[PATCH] D59709: [ThinLTO] Auto-hide prevailing linkonce_odr only when all copies eligible

Fri Sep 27 16:53:25 PDT 2019

tejohnson marked an inline comment as done.
tejohnson added inline comments.

================
Comment at: llvm/trunk/lib/LTO/LTO.cpp:334
+        S->setCanAutoHide(VI.canAutoHide() &&
+                          !GUIDPreservedSymbols.count(VI.getGUID()));
+      }
----------------
steven_wu wrote:
> tejohnson wrote:
> > steven_wu wrote:
> > > tejohnson wrote:
> > > > steven_wu wrote:
> > > > > tejohnson wrote:
> > > > > > tejohnson wrote:
> > > > > > > steven_wu wrote:
> > > > > > > > The regression I saw is exactly the situation mentioned in the comments but I am not so sure about the conclusion here. For ld64, it can see whether a symbol can be auto hide or not, and it prefers the one that is not auto hide. This means if there are other copies of the symbol that is not autohide outside the summary and not autohide, the one can be autohide should never be prevailing.
> > > > > > > > 
> > > > > > > > Is that the case for other linker?
> > > > > > > > The regression I saw is exactly the situation mentioned in the comments but I am not so sure about the conclusion here.
> > > > > > > 
> > > > > > > By the situation mentioned in the comments I assume you mean the part about symbols in the GUIDPreservedSymbols set because they are visible outside the summary? In your situation, why are there so many symbols in the preserved symbols set?

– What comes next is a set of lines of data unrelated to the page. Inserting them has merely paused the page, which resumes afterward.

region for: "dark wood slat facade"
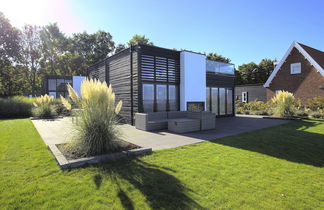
[89,44,234,124]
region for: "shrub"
[0,96,35,118]
[32,94,57,118]
[295,108,308,117]
[236,101,271,115]
[61,79,122,156]
[307,96,324,111]
[309,110,324,119]
[271,91,295,117]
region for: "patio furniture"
[135,111,216,131]
[168,118,200,133]
[187,112,216,130]
[135,112,168,131]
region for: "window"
[143,84,179,113]
[48,79,56,91]
[156,85,167,112]
[206,87,210,111]
[219,88,226,115]
[206,87,234,116]
[143,84,154,112]
[211,88,218,115]
[290,63,301,74]
[242,92,248,103]
[169,85,178,111]
[226,88,233,114]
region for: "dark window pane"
[48,92,56,98]
[206,87,210,111]
[56,92,65,98]
[56,79,66,91]
[143,84,154,112]
[156,85,167,112]
[219,88,226,115]
[48,79,56,91]
[169,85,178,111]
[227,88,233,114]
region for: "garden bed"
[56,140,141,160]
[48,141,152,170]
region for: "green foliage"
[128,34,154,46]
[0,96,35,118]
[0,12,23,96]
[0,12,115,97]
[236,101,272,115]
[236,59,275,85]
[61,79,122,156]
[207,53,231,63]
[309,109,324,119]
[307,96,324,111]
[32,95,57,118]
[271,91,296,117]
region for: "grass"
[0,119,324,209]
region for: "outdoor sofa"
[135,111,216,133]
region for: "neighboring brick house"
[235,84,267,102]
[264,42,324,104]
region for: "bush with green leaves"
[61,79,122,156]
[32,94,57,118]
[271,91,296,117]
[236,101,272,115]
[307,96,324,111]
[0,96,35,118]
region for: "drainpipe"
[130,45,134,125]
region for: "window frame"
[140,82,180,113]
[290,62,301,74]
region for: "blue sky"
[0,0,324,65]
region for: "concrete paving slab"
[32,117,290,150]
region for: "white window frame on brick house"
[290,63,301,74]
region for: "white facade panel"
[180,51,206,111]
[72,76,86,96]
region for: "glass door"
[211,88,218,115]
[156,85,167,112]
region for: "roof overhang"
[263,41,324,87]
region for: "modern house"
[235,84,267,103]
[264,42,324,104]
[89,44,235,124]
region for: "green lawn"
[0,119,324,209]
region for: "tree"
[0,12,20,96]
[128,34,154,46]
[20,25,42,96]
[238,62,258,84]
[236,58,275,84]
[40,23,68,74]
[207,53,231,63]
[70,31,115,75]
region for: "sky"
[0,0,324,66]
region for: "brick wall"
[267,48,324,104]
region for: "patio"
[32,116,290,150]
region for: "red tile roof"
[298,43,324,69]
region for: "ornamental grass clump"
[271,91,295,117]
[61,79,122,156]
[32,94,56,118]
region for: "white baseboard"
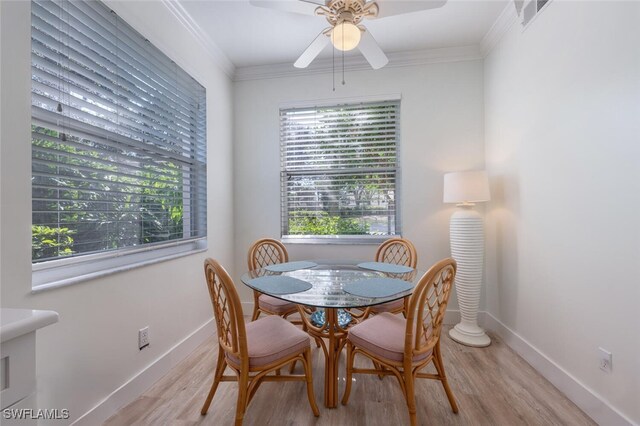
[478,312,637,426]
[72,319,215,426]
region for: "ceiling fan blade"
[293,31,329,68]
[249,0,324,16]
[358,30,389,70]
[376,0,447,18]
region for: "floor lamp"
[443,171,491,347]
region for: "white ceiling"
[181,0,508,67]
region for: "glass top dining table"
[241,259,422,308]
[241,260,423,408]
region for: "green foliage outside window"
[289,212,369,235]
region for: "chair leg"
[433,340,458,413]
[251,302,260,321]
[342,340,355,405]
[235,371,249,426]
[302,348,320,417]
[371,360,384,380]
[200,346,227,416]
[404,369,417,426]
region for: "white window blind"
[280,101,400,241]
[31,0,206,270]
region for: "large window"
[280,101,400,242]
[31,0,206,286]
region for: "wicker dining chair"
[361,238,418,319]
[342,259,458,426]
[200,259,320,426]
[247,238,298,321]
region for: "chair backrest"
[404,258,457,362]
[204,259,249,362]
[247,238,289,271]
[376,238,418,268]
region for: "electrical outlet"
[138,326,149,350]
[598,348,613,373]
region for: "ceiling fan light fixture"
[331,21,361,51]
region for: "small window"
[280,101,400,243]
[31,0,206,287]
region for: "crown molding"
[233,46,482,81]
[480,0,518,57]
[161,0,236,79]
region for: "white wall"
[234,60,484,309]
[484,1,640,423]
[0,1,234,423]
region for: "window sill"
[281,235,400,245]
[31,239,207,294]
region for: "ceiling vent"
[514,0,551,28]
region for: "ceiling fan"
[250,0,447,69]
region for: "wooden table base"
[299,308,347,408]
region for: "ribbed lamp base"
[449,206,491,347]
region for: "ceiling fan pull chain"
[342,26,344,86]
[331,46,336,92]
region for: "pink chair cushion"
[348,312,429,362]
[371,299,404,313]
[258,294,296,314]
[228,315,311,367]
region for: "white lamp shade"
[443,170,491,203]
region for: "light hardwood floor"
[105,329,595,426]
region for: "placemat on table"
[264,260,318,272]
[249,275,312,294]
[358,262,413,274]
[344,278,413,297]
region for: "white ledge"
[0,308,58,343]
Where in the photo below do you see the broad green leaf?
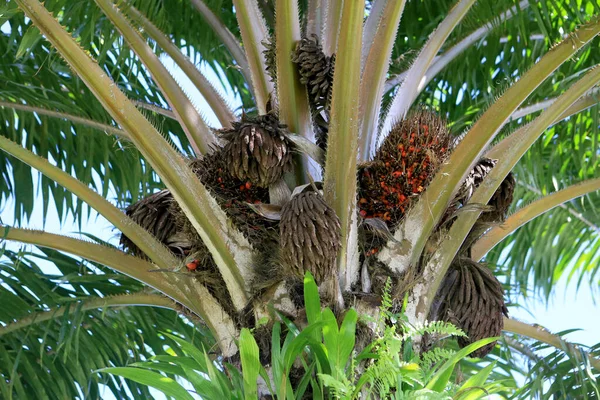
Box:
[427,337,498,392]
[239,328,261,399]
[455,363,496,400]
[96,367,194,400]
[304,271,321,328]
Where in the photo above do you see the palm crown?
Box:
[0,0,600,398]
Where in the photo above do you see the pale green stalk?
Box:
[358,0,405,161]
[485,89,599,159]
[306,0,327,39]
[360,0,386,74]
[324,0,364,290]
[132,100,177,119]
[95,0,216,155]
[125,6,236,128]
[275,0,314,184]
[384,0,476,136]
[0,293,180,336]
[471,179,600,260]
[233,0,273,114]
[379,19,600,272]
[384,0,529,92]
[16,0,252,310]
[323,0,342,56]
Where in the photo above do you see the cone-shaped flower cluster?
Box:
[279,191,341,283]
[438,257,508,357]
[358,111,450,227]
[292,35,335,111]
[120,189,191,258]
[219,113,292,187]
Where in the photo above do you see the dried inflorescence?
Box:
[219,113,293,187]
[436,257,508,357]
[358,111,450,227]
[120,189,191,258]
[279,191,341,284]
[173,149,276,250]
[292,35,335,112]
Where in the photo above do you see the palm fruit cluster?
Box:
[218,113,292,187]
[120,189,191,258]
[437,257,508,357]
[279,190,341,284]
[358,110,451,228]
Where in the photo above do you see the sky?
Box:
[0,21,600,399]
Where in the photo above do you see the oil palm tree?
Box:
[0,0,600,398]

Are there a lot of symbols in native code being linked in?
> > > > > > > 
> > > > > > > I guess it is different in lld since in the case I encountered (in an internal application), the linkonce_odr copy was prevailing, not the weak_odr copy. If ld64 guarantees that the autohide (linkonce_odr) copy will never be prevailing if there is an autohide (weak_odr) copy available somewhere, then we may need to figure out a way to communicate that.

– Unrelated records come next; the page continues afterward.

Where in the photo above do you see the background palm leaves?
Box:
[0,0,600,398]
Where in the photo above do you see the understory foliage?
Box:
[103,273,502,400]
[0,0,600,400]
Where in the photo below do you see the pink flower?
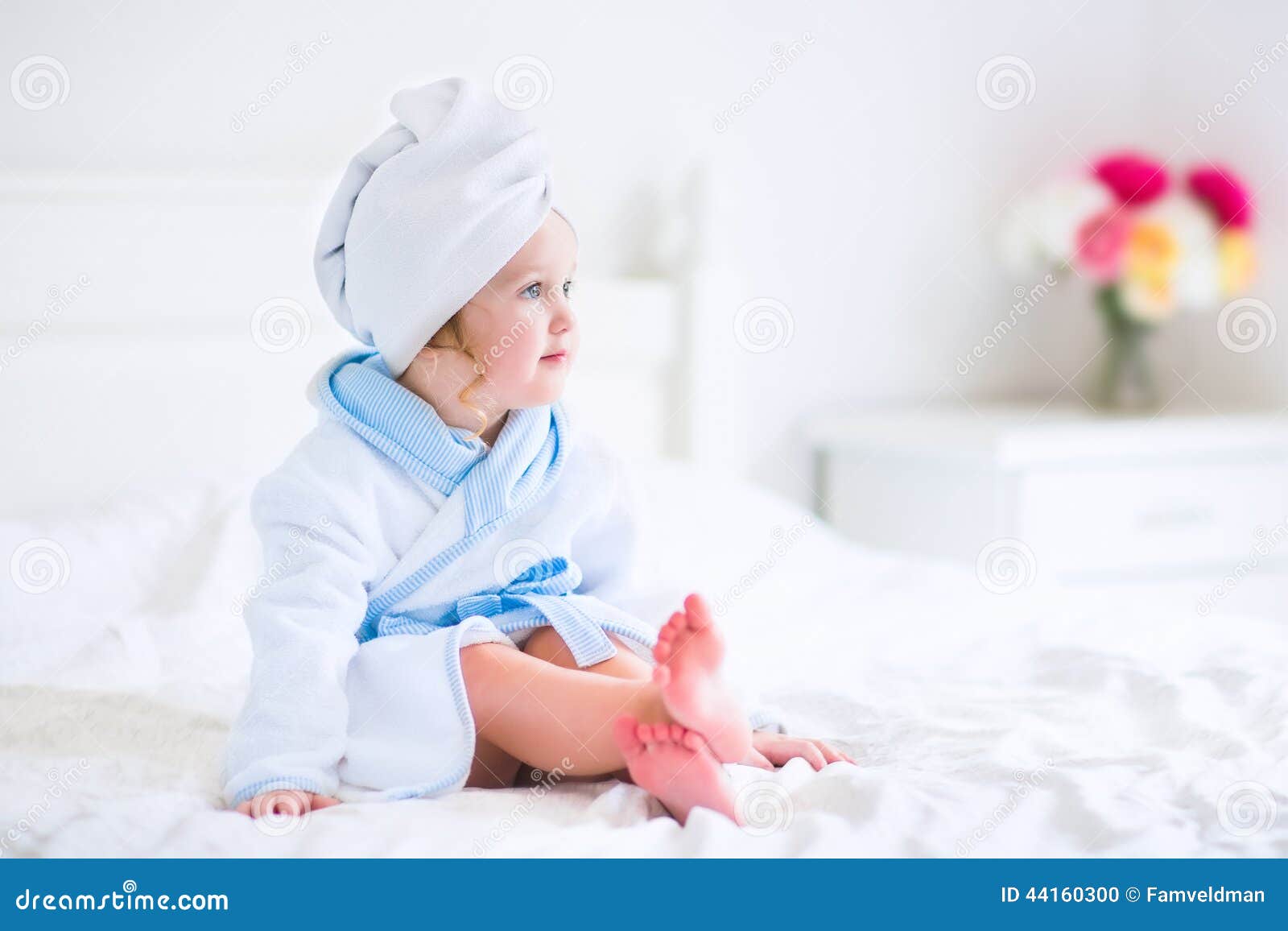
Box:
[1189,165,1252,230]
[1073,208,1131,283]
[1095,152,1168,206]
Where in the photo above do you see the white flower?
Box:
[1001,176,1116,272]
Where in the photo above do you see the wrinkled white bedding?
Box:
[0,466,1288,856]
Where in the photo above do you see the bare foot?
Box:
[613,714,737,824]
[653,594,751,763]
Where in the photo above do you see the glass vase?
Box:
[1096,285,1158,412]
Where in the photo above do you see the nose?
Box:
[550,296,577,337]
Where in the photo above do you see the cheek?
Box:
[488,316,545,386]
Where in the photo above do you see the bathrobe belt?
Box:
[365,556,617,667]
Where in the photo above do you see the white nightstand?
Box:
[807,405,1288,581]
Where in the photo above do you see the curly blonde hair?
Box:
[425,312,488,440]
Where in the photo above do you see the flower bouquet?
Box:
[1005,154,1253,408]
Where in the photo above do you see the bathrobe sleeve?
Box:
[224,440,382,805]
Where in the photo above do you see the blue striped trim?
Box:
[233,776,324,805]
[314,350,568,643]
[316,351,487,495]
[358,405,568,631]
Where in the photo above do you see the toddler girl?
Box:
[224,79,848,821]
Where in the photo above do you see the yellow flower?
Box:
[1216,230,1256,296]
[1122,221,1181,324]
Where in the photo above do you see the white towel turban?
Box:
[313,77,562,378]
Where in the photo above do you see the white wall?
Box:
[0,0,1288,500]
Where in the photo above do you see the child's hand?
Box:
[743,731,854,770]
[237,789,340,817]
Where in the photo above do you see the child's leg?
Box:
[465,627,653,789]
[461,634,671,776]
[523,627,653,680]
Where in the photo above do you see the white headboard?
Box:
[0,168,726,515]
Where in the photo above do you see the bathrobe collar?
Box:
[314,350,568,535]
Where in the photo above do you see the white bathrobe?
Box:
[224,352,765,805]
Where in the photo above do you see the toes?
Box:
[814,740,845,763]
[679,727,707,751]
[801,744,827,770]
[613,714,644,759]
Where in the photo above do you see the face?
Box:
[461,210,581,410]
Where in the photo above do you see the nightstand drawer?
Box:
[1015,461,1288,573]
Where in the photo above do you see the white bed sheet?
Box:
[0,464,1288,858]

> > > > > > > If ld64 guarantees that the autohide (linkonce_odr) copy will never be prevailing if there is an autohide (weak_odr) copy available somewhere
> > > > > > 
> > > > > > I meant if there is a *non*-autohide (weak_odr) copy available of course...

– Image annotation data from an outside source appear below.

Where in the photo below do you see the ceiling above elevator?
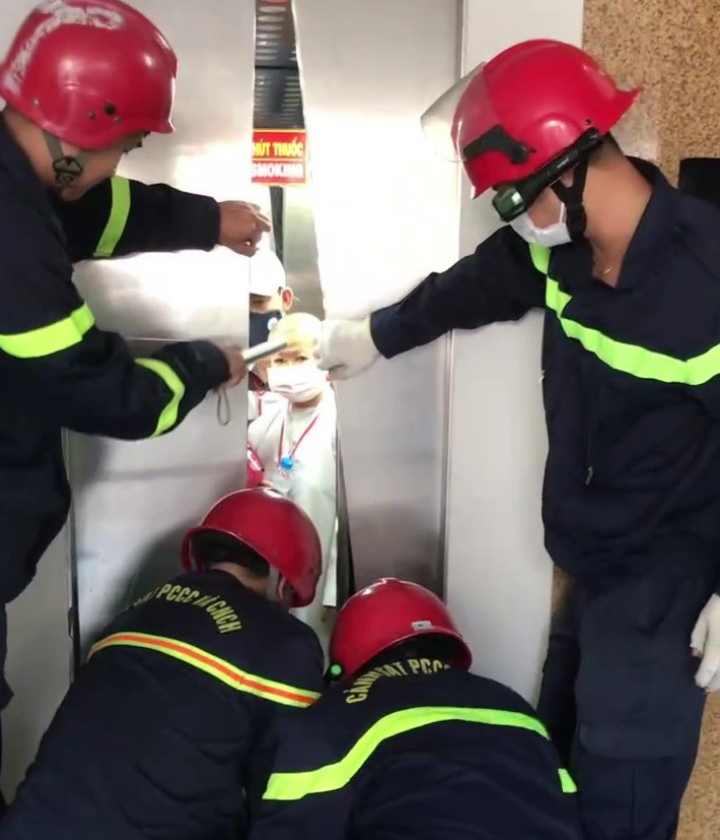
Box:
[254,0,304,129]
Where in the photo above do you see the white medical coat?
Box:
[248,386,337,654]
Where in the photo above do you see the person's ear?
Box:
[280,288,295,312]
[277,577,295,610]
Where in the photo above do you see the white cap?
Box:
[250,248,287,297]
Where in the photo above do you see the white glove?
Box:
[690,595,720,692]
[315,318,380,379]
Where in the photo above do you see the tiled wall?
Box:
[555,0,720,840]
[583,0,720,181]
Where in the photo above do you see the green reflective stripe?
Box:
[0,303,95,359]
[530,245,720,385]
[530,243,550,275]
[135,359,185,437]
[558,767,577,793]
[93,176,130,257]
[263,706,574,801]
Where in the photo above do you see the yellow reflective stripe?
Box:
[93,175,130,257]
[88,632,320,708]
[530,245,720,386]
[558,767,577,793]
[0,303,95,359]
[135,359,185,437]
[263,706,569,801]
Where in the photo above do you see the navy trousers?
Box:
[538,559,718,840]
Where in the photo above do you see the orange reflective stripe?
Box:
[88,633,320,708]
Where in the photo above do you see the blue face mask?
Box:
[250,309,283,347]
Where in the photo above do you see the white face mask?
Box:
[510,204,572,248]
[268,362,327,403]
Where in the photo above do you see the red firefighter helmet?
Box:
[182,487,322,607]
[422,40,641,196]
[0,0,177,151]
[330,578,472,676]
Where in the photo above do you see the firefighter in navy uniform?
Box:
[250,578,581,840]
[0,489,323,840]
[318,40,720,840]
[0,0,268,756]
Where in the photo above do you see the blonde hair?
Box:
[268,312,322,345]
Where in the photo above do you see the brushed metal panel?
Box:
[447,0,582,701]
[295,0,458,591]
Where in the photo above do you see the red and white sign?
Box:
[252,129,307,187]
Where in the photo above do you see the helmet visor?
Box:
[420,62,485,161]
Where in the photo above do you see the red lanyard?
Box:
[278,412,320,464]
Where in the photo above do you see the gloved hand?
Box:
[690,595,720,692]
[315,318,380,379]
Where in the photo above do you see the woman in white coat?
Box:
[248,312,337,652]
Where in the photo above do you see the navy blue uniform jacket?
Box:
[371,161,720,585]
[0,571,323,840]
[250,658,581,840]
[0,118,228,605]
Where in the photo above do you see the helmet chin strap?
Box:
[43,131,90,190]
[551,157,589,240]
[267,566,294,610]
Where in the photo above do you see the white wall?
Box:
[0,0,70,796]
[446,0,583,700]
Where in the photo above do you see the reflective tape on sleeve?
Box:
[93,175,130,257]
[558,767,577,793]
[135,359,185,437]
[88,633,319,708]
[263,706,574,802]
[0,303,95,359]
[530,245,720,386]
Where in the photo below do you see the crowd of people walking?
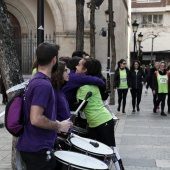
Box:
[1,43,170,170]
[113,59,170,116]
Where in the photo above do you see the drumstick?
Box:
[71,133,99,148]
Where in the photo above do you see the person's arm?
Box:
[30,106,72,132]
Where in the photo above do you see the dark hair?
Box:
[31,58,38,71]
[131,60,140,70]
[36,42,59,66]
[51,61,66,89]
[67,57,82,70]
[83,58,103,78]
[117,59,126,68]
[72,51,86,58]
[58,56,71,65]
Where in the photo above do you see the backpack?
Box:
[5,88,25,137]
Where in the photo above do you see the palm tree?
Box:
[0,0,24,170]
[76,0,85,51]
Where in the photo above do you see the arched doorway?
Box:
[8,12,22,70]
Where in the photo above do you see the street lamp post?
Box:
[138,32,143,61]
[132,20,139,55]
[37,0,44,46]
[151,32,157,64]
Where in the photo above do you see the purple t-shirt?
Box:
[16,72,56,152]
[54,88,70,121]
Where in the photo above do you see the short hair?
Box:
[117,59,126,68]
[51,61,66,89]
[83,58,103,78]
[36,42,59,66]
[72,51,86,58]
[67,57,82,70]
[58,56,71,65]
[131,60,140,70]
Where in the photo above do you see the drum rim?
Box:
[54,151,108,170]
[70,140,114,157]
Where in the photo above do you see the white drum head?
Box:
[70,134,113,156]
[54,151,108,170]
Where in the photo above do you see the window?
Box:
[142,14,163,27]
[137,0,161,3]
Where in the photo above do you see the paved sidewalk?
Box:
[0,87,170,170]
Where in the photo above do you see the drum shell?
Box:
[72,125,89,138]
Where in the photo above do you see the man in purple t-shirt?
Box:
[16,43,71,170]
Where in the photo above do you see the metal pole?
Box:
[151,38,154,64]
[37,0,44,46]
[106,23,110,90]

> > > > > > By the situation mentioned in the comments I assume you mean the part about symbols in the GUIDPreservedSymbols set because they are visible outside the summary? In your situation, why are there so many symbols in the preserved symbols set? Are there a lot of symbols in native code being linked in?
> > > > > > 
> > > > > 
> > > > > Yes. The situation is the code is linking a static c++ library (native code) with linkonce autohide libcxx symbols. Since ld64 decides to coalesce away the copy in the native code and use the version inside the LTO, it has to add it to mustPreserve symbols. Now even both copies can be autohide, it is not autohide because it is in the preserve list.
> > > > > 
> > > > > 
> > > > > > I guess it is different in lld since in the case I encountered (in an internal application), the linkonce_odr copy was prevailing, not the weak_odr copy. If ld64 guarantees that the autohide (linkonce_odr) copy will never be prevailing if there is an autohide (weak_odr) copy available somewhere, then we may need to figure out a way to communicate that.
> > > > > > 
> > > > > 
> > > > > This sounds like a linker bug but I am not familiar with lld LTO pipeline to be sure. Should lld mark weak_odr copy as prevailing? I also would like to understand how lld is using mustPreserve symbols because I thought lld doesn't need it.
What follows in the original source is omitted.